Por isso és inescusável, ó homem, quem quer que sejas, se julgares; pois, nas coisas em que julgas outro, condenas a ti mesmo, visto que tu, que julgas, praticas as mesmas coisas.
Quem és tu para julgares o servo doméstico de outro? Para o seu próprio amo está em pé ou cai. Deveras, far-se-á que ele fique em pé, pois Jeová pode fazê-lo ficar em pé.
Por isso, não julgueis nada antes do tempo devido, até que venha o Senhor, que tanto trará da escuridão para a luz as coisas secretas, como tornará manifestos os conselhos dos corações, e então cada um terá o seu louvor da parte de Deus.
O que diremos, então? É a Lei pecado? Que nunca se torne tal! Realmente, eu não teria chegado a conhecer o pecado, se não fosse a Lei; e, por exemplo, eu não teria conhecido a cobiça, se a Lei não dissesse: “Não deves cobiçar. ”

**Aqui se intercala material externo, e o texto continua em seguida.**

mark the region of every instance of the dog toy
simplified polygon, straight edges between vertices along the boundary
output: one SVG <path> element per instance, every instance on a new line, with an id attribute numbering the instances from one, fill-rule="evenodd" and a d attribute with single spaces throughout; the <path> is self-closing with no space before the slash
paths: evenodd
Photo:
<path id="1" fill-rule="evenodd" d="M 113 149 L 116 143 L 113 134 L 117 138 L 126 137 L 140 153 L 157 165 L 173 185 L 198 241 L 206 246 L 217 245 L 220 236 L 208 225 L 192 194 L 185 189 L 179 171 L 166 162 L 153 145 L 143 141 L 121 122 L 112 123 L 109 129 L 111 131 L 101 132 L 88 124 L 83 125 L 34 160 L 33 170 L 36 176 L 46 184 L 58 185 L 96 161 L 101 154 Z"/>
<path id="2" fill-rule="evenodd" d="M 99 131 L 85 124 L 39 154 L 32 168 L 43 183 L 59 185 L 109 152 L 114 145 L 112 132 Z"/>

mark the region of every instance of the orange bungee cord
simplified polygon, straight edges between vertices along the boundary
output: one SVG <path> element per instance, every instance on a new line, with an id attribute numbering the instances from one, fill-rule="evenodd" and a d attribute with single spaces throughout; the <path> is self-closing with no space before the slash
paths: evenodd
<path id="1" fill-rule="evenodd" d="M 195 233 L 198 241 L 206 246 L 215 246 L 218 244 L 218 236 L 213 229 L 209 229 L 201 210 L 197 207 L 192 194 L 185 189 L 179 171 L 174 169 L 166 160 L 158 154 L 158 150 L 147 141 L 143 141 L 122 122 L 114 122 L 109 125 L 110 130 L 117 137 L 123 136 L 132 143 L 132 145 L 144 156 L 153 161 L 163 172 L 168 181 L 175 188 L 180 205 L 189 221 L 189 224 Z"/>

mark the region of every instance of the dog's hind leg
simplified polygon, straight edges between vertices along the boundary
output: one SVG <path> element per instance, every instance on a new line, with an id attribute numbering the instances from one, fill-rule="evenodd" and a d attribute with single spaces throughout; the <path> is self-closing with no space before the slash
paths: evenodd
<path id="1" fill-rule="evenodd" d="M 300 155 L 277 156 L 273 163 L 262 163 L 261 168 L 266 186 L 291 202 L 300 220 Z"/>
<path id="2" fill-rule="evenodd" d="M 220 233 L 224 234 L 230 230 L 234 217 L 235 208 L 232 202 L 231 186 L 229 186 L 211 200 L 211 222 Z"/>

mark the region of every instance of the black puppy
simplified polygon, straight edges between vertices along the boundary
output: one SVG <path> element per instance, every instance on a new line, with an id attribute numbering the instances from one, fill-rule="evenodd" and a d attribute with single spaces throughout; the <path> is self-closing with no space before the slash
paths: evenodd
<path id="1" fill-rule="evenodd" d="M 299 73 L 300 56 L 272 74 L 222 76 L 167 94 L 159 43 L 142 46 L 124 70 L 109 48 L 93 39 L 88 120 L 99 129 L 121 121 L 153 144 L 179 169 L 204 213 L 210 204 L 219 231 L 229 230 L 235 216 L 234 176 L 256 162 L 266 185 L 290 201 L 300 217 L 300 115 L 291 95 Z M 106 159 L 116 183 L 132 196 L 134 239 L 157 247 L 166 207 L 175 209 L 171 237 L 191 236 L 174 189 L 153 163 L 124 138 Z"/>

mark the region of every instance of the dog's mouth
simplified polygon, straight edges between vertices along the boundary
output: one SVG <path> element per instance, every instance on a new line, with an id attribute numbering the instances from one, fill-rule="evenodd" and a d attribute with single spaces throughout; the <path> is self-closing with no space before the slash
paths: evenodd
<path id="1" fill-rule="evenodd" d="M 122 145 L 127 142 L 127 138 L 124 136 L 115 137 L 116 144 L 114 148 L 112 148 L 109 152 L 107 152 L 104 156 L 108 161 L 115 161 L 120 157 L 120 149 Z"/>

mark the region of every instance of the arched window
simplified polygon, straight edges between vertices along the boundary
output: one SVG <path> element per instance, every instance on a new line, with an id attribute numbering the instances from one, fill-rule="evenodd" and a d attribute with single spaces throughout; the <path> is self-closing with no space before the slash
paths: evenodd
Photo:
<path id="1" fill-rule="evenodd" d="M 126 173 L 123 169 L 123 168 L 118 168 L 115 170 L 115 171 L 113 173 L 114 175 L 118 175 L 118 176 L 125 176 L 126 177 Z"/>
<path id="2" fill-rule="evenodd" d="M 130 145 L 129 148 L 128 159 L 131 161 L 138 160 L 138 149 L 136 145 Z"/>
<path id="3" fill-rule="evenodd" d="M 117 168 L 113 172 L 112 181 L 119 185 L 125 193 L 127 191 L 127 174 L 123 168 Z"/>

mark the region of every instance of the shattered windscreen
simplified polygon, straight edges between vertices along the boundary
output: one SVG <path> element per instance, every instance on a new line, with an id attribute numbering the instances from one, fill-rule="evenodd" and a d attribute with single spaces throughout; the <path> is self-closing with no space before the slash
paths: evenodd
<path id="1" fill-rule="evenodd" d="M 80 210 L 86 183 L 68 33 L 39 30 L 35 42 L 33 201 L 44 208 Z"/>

Acaso o bom se tornou morte para mim? Que isso nunca aconteça! Mas o pecado sim, para que se mostrasse como pecado, produzindo para mim a morte por intermédio daquilo que é bom; para que o pecado se tornasse muito mais pecaminoso por intermédio do mandamento.
Mas aquele que olha de perto para a lei perfeita que pertence à liberdade e que persiste nisso, este, porque se tornou, não ouvinte esquecediço, mas fazedor da obra, será feliz em fazê-la.